| For the first time in living memory, there is a super majority in the California legislature. What can we do with this majority to improve life for Californians? We've discussed some issues, but there is one we should consider:
Changing the legislature.
It may take a ballot proposition, or even a new Constitution, but the current California legislature is poorly suited to meeting the needs of a state of 37 million people. We currently have a bicameral legislature with a 40 person state senate and an 80 person state assembly. This results in state senate districts larger than Congressional districts; and this can make it difficult for one to know and influence one's representative to the state government.

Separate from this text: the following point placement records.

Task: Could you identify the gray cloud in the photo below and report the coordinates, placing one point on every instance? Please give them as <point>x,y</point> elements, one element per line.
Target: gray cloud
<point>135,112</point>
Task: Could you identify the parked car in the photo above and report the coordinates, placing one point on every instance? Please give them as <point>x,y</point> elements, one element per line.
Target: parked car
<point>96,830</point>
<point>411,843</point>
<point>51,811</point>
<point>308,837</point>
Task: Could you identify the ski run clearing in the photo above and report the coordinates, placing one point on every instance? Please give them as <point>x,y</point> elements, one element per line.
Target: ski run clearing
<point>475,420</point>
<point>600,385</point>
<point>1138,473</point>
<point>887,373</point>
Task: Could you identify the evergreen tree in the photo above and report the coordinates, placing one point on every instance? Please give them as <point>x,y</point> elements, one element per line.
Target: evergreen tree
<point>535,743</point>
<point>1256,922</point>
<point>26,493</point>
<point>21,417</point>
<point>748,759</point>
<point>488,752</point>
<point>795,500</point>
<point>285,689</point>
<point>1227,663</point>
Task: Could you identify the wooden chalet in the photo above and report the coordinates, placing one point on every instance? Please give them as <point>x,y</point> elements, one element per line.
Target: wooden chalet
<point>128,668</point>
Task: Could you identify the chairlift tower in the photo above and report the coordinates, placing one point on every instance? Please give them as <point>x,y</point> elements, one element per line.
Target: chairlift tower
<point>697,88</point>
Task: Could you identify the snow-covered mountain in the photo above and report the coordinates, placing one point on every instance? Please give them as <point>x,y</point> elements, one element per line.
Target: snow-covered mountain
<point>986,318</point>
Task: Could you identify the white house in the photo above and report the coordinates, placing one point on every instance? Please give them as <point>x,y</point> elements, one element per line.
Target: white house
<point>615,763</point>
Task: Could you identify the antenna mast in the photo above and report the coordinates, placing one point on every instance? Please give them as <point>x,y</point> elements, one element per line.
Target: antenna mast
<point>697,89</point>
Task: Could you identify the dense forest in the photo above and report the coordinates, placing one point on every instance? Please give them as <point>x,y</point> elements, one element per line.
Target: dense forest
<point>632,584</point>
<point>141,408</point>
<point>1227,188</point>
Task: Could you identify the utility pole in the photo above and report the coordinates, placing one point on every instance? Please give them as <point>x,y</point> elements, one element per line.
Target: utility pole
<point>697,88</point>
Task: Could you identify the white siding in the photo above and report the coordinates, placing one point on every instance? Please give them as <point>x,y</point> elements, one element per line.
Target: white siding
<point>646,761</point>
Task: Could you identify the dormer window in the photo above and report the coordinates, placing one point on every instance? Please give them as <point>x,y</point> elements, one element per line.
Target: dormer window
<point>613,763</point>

|The answer, it seems to me, is a larger state legislature. While there is a long history of bicameral legislatures, a unicameral legislature is not out of the question -- but one where one sets the district sizes to no more than one legislator for every 50,000 Californians. That would result in a legislature with 746 representatives.
Keeping districts small would mean better representation, each legislator has a much smaller constituency to get to know, and can meet anyone interested in making a case. It will need less money (and perhaps more hand shaking) to get elected, you will not need to make as many expensive media buys. Less money should mean less outside influence, and less chance of corruption. It will mean less dependency on corporate donations.
While 746 may seem large, it is not unprecedented. The European Union is 754, and the British Parliament is 650, with an upper house of 786. New Hampshire has a state legislature with 400 members -- one for every 3000 people.
Operating such a legislature may require significant changes. I'd suggest that the full assembly meet weekly solely to conduct up and down voting on legislation, the other four days of the week the legislature breaks into committees with specific expertise, where all debate is handled, and only on approval of the committee is the legislation referred to the whole assembly for voting. It will be up to the assembly to determine the committees, their membership, and to refer what legislation where; these committees will ideally be the composed of members with the necessary knowledge of topics to debate intelligently. For example, assembly members from farming communities can better understand farming issues; Silicon Valley for technology, etc.
Obviously, legislators may serve on multiple committees; there are thirty standing committees in the legislature at present.
The up and down vote in the complete assembly could include a report from the majority of the committee referring the legislation, and a report from the minority, to bring the issues to the attention of all the assembly members.
The key to this function is the capping of district sizes, not legislature membership numbers.